Fachkräftemangel und demografischer Wandel: Den Unternehmen steht ein hartes Tauziehen um qualifizierte Mitarbeiter bevor. Wer von der Konkurrenz nicht auf die Plätze verwiesen werden will, muss schleunigst umdenken – und Kandidaten wie VIPs hofieren.

Standardisierung mag für so manches Fast-Food-Restaurant ein zentrales Erfolgsrezept sein. Doch wen spricht man damit an? Gourmets sicher nicht. Daher gilt für Recruiter das genaue Gegenteil: Toptalente bevorzugen eine maßgeschneiderte Ansprache und Behandlung. Beschleicht einen Kandidaten schon zu Beginn des Bewerbungsprozesses das Gefühl, nur einer von vielen Adressaten eines Recruiters zu sein, sinkt sein Interesse rapide.

Richten Sie sich nach den individuellen Bedürfnissen

Wer die Topkandidaten gewinnen will, muss ihnen einen individuellen VIP-Status verleihen:

  1. Der erste Eindruck

Beschäftigen Sie sich noch vor der ersten Kontaktaufnahme intensiv mit dem Profil eines Bewerbers, um gezielt auf seine besonderen Wünsche und Bedürfnisse eingehen zu können. Nullachtfünfzehn-Fragen wie „Warum bewerben Sie sich gerade bei uns?“ oder „Was sind Ihre Stärken?“ signalisieren Fantasielosigkeit und Desinteresse.

  1. Kontakt halten

Läuft eine Bewerbung, tun Sie gut daran, einen Kandidaten regelmäßig in jeder Phase des Prozesses über den aktuellen Stand auf dem Laufenden zu halten – ob per E-Mail oder telefonisch. Dabei sollten Massenanschreiben und stereotype Redewendungen gänzlich tabu sein.

  1. Individuelle Bedürfnisse

Auch bei den Vertragsbedingungen sollten Sie Standards tunlichst vermeiden. Dies gilt für die Höhe des Gehalts ebenso wie für Weiterbildungsmöglichkeiten, Arbeitszeitmodelle und Führungsprinzipien. Schnüren Sie für jeden Kandidaten ein Angebotspaket, das seinem individuellen Karrierehunger, seiner Familienplanung und seinem Bedürfnis nach betrieblicher Mitbestimmung entspricht.

  1. Sinnhaftigkeit

Bieten Sie jedem Neueinsteiger Transparenz über die Strategien, Visionen und Ziele Ihres Unternehmens sowie über die Rolle, die er oder sie bei der Umsetzung spielen soll. Ansonsten kommt leicht das Gefühl auf, nur ein Rädchen im Getriebe ohne nennenswerte Einflussmöglichkeiten auf die Firmenentwicklung zu sein.

Der Kandidat hat das letzte Wort

Je eher Sie Ihre Bewerber als VIPs behandeln, desto schneller werden Sie davon profitieren. Ein Beispiel aus meiner Praxis liefert ein IT-Sicherheitsspezialist. Er hatte einen Kandidaten identifiziert, den er unbedingt für sich gewinnen wollte. Als es um das Thema Anwesenheit ging, wäre der Deal beinahe gekippt: Während das Unternehmen den Kandidaten an vier Tagen wöchentlich zum Kunden schicken wollte, hatte dieser stattdessen die Vorstellung, an zwei Tagen in der Woche im Homeoffice zu arbeiten. Das Unternehmen zog es vor, dieser Bedingung zuzustimmen, statt den hochqualifizierten Sicherheitsexperten ziehen zu lassen.
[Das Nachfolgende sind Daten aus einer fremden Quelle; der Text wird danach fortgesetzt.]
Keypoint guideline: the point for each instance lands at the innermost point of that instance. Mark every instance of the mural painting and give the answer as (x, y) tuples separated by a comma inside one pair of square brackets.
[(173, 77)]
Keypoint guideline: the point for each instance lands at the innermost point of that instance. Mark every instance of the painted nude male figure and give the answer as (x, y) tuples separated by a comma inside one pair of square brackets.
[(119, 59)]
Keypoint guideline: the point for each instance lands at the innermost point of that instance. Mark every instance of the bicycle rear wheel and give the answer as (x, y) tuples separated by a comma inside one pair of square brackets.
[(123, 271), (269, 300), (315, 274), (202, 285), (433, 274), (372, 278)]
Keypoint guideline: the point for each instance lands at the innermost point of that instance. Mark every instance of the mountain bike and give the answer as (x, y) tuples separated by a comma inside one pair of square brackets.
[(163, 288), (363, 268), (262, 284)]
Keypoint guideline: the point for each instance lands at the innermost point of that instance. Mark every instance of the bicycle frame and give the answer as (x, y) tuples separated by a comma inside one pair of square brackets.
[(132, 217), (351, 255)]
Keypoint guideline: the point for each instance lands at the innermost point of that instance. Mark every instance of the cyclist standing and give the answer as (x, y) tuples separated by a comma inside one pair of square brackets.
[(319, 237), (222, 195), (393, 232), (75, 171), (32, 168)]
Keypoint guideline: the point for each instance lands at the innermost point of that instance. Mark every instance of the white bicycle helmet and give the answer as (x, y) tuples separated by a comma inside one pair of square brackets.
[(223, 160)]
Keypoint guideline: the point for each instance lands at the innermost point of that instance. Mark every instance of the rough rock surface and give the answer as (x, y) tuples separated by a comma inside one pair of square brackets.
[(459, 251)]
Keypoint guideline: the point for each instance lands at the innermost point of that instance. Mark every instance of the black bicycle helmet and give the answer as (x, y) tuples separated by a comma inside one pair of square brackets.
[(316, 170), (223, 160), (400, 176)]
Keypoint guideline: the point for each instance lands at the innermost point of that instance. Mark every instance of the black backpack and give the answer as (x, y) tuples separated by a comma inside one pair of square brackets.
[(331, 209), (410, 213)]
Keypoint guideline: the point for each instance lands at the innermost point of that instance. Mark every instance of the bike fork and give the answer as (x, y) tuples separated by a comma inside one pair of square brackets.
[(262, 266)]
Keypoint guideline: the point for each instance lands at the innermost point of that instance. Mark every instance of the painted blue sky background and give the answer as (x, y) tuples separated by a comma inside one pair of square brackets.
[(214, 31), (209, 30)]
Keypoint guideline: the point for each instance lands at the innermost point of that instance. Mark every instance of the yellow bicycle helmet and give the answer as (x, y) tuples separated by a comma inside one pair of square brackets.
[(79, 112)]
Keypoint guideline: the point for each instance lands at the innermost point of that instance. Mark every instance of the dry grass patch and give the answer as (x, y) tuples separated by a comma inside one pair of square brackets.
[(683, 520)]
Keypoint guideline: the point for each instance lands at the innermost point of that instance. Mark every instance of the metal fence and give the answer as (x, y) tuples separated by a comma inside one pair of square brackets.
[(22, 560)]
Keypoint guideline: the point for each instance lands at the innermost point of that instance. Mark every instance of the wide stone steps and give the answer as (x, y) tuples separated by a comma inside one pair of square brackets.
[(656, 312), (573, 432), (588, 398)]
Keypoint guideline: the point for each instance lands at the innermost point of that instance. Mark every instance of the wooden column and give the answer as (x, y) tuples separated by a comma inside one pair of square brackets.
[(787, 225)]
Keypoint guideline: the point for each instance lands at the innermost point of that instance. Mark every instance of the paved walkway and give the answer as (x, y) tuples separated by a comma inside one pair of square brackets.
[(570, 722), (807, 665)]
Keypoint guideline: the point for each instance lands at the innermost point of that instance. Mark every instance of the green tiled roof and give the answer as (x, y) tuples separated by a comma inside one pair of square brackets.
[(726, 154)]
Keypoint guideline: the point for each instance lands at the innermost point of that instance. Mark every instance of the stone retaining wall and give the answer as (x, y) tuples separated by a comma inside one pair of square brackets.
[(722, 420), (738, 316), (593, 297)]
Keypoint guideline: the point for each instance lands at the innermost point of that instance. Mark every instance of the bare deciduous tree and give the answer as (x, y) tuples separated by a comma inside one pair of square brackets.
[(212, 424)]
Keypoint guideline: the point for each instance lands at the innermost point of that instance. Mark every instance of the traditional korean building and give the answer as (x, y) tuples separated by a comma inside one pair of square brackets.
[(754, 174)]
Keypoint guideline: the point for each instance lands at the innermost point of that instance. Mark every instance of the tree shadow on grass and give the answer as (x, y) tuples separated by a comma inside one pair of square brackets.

Das Beispiel zeigt: Wer noch immer meint, im Recruiting das letzte Wort zu haben, verkennt, dass sich der klassische Arbeitgeber- zum Arbeitnehmermarkt entwickelt hat. Die Entscheidung, ob ein Interessent eine neue Stelle antritt, liegt nicht mehr beim Unternehmen, sondern beim Kandidaten. Und der will als VIP umworben werden.